Critics say that huge mistakes were made

‘Sopranos’ Star, James Gandolfini’s, Estate Planning Controversy

You need more than that [a will], especially if you have assets over as little as $500,000.

UltraTrust.com, founded by Estate Street Partners as an informational website on expert irrevocable trust and estate planning, has recently reviewed James Gandolfini’s estate planning and will document (3) to determine if Mr. Gandolfini made the best choices for his family [Surrogate’s court of the State of New York, County of New York, File No. 13-2546, (2013)].

On June 19, 2013, Reuters reported that James Gandolfini died in Rome, Italy (1). He was the actor that played Tony Soprano on the hit series “The Soprano’s.” A hospital source said It was confirmed by autopsy it was a heart attack.

It appears that some estate planning lawyers as outlined in a report by Fox News (6) have deemed Mr. Gandolfini’s estate plan as less than ideal and some critics have argued that he could have done much more to save from paying so much in taxes according to elderlawanswers.com (5).

William Zabel, an estate planning lawyer who has represented the likes of billionaire George Soros and Howard Stern, has largely criticized and attacked James Gandolfini’s estate plan in the story by Fox News (6).

There have been reports that his estate is estimated at around $70 million, but Gandolfini’s estate lawyer informed The New York Times that this is not accurate. However, he did state Gandolfini’s estate was substantial also noted at CNBC (4).

Despite the criticism of Mr. Gandolfini’s estate planning, UltraTrust.com believes that the critics could be wrong and perhaps Mr. Gandolfini did make the right choices for his family.

“Look, a will is a great way to make sure your minor children have good people to raise them, but other than that, they don’t do nearly enough for 90% of people,” explains Rocco Beatrice, Managing Director of Estate Street Partners, LLC.

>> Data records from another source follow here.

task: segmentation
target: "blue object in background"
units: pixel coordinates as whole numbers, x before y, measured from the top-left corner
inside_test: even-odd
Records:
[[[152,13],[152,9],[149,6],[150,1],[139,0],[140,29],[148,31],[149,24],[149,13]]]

“You need more than that [a will], especially if you have assets over as little as $500,000.”

James Gandolfini certainly had assets, although no one is quite sure what his net worth is according to CNBC (4). Celebritynetworth.com estimates it to be $70 million (2), although the New York probate petition and court documents (3) puts the property going through probate in NY at $1 million to $5 million. Why such a big difference? What happened to the other $65 million?

“When you have a trust, whether revocable or irrevocable, those assets do not go through probate, so they would not show up in a probate filing. Yet another explanation could be that these are the only assets he had in the state of NY,” explains Mr. Beatrice.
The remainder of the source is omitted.